To assess apoptosis in the dentate granule cell layer, dentate gyri were screened under epifluorescent illumination for the presence of Cleaved Caspase-3 labeling. Manual cell counts were conducted throughout the SGZ and GCL in one hemisphere for each animal. Data are presented as the total number of Cleaved Caspase-3 expressing cells per GCL.

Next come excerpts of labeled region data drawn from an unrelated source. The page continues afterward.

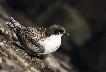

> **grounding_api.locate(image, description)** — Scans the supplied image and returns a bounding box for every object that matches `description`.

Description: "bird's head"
[47,24,68,36]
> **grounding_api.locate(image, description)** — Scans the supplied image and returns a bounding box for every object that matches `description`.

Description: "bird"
[6,17,69,55]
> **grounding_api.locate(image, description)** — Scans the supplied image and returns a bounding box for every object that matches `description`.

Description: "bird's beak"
[63,33,70,36]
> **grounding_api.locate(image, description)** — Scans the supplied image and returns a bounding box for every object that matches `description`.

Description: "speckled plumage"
[6,17,65,54]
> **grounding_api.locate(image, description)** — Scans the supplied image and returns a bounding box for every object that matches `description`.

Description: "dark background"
[0,0,106,72]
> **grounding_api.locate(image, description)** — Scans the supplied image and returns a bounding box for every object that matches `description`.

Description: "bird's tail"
[6,17,22,29]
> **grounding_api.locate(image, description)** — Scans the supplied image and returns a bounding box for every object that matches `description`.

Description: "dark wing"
[16,28,44,53]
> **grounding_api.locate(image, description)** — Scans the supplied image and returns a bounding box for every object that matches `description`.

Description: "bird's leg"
[12,42,43,59]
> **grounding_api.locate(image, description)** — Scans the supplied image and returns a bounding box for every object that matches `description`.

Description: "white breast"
[39,34,62,54]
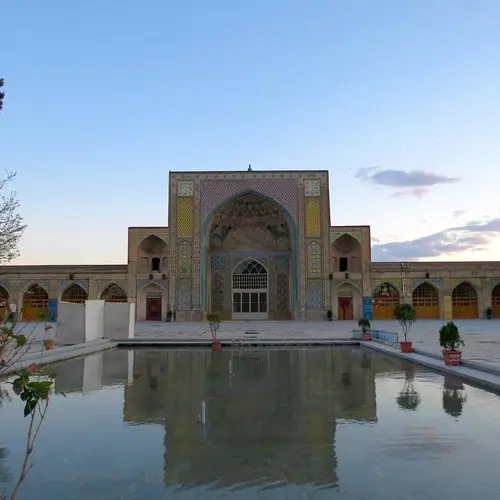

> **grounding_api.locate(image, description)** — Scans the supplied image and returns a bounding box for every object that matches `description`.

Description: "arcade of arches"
[207,194,293,319]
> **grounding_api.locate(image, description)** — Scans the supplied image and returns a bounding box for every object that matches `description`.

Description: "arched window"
[61,283,88,304]
[22,285,49,321]
[101,283,127,302]
[412,281,439,319]
[373,283,400,319]
[451,281,479,319]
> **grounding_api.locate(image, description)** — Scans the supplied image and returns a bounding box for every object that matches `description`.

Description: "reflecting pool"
[0,347,500,500]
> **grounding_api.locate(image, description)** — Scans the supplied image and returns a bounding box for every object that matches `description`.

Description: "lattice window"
[451,282,478,306]
[412,282,439,307]
[307,281,323,309]
[177,198,193,236]
[61,284,87,304]
[306,198,321,238]
[211,256,226,269]
[233,260,268,290]
[276,273,289,311]
[491,283,500,306]
[212,273,227,312]
[23,285,49,321]
[307,241,321,278]
[178,241,192,278]
[101,284,127,302]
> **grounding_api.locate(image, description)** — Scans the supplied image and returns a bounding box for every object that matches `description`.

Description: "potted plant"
[358,318,372,340]
[207,314,222,351]
[43,325,56,351]
[394,304,415,353]
[439,321,465,366]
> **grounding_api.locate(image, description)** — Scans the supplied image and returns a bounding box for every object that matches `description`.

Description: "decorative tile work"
[276,273,289,311]
[450,278,481,288]
[177,198,193,236]
[177,241,193,278]
[372,279,401,295]
[330,231,361,243]
[304,180,321,196]
[413,278,443,289]
[306,197,321,238]
[307,241,321,278]
[137,280,168,296]
[307,280,323,310]
[200,178,298,220]
[137,232,168,244]
[177,281,191,311]
[177,181,194,196]
[211,255,226,270]
[59,280,89,290]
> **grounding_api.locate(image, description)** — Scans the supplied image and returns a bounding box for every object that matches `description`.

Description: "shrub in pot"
[358,318,372,340]
[439,321,465,366]
[394,304,416,352]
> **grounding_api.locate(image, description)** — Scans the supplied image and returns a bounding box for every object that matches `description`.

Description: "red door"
[146,297,161,321]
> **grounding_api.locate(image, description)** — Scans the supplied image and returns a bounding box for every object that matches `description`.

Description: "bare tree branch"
[0,171,26,263]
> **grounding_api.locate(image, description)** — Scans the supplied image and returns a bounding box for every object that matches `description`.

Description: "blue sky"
[0,0,500,264]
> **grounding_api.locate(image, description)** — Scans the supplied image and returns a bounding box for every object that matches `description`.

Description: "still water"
[0,347,500,500]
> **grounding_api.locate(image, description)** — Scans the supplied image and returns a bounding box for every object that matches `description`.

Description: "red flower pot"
[399,340,413,353]
[443,351,462,366]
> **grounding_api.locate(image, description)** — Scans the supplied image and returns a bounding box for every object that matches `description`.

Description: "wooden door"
[337,297,354,320]
[146,297,161,321]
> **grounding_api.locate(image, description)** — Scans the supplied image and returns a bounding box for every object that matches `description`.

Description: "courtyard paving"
[11,320,500,367]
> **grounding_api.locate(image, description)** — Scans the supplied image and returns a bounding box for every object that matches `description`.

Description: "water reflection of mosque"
[51,348,394,486]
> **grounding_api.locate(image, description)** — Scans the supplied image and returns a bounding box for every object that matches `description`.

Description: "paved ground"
[11,320,500,365]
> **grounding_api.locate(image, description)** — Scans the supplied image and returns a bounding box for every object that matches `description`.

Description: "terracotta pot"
[399,340,413,353]
[443,350,462,366]
[43,339,56,351]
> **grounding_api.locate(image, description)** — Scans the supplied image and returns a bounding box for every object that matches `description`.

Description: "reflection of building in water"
[124,348,384,486]
[49,349,134,394]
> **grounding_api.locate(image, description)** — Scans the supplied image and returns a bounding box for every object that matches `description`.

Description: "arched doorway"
[373,283,400,319]
[61,283,88,304]
[23,285,49,321]
[138,283,168,321]
[337,283,361,320]
[205,191,294,320]
[0,286,10,321]
[101,283,127,302]
[412,281,439,319]
[331,234,361,273]
[491,283,500,318]
[232,259,269,319]
[451,281,479,319]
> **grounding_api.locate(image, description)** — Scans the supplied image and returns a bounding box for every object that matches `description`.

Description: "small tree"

Microglia and astrocyte densities were determined by analyzing confocal image stacks of Iba1/DAPI and GFAP/DAPI labeling, respectively. Four hippocampal regions were assessed (DG, Hilus, CA1, CA2-3; field size 290 μm × 290 μm). Images were collected at 1 μm increments through 10 μm of tissue to create three-dimensional confocal z-stacks. Microglia and astrocytes were scored if their cell body came into focus when focusing from the surface of the tissue to the bottom. Respective hippocampal areas were outlined and measured using Fiji software. Tissue volume was calculated by multiplying area measurements by the depth of an image Z-stack (10 μm) and used for normalizing cell counts. Data are presented as cell number per cubic micrometer of tissue.

4.5. Statistics

Statistical analyses were performed using SigmaStat software (version 12.5). T-tests were used for data that met assumptions of normality and equal variance, whereas Mann-Whitney U-tests were used when data violated one or both assumptions. P values <0.05 were considered significant. Values are presented as mean s ± SEM.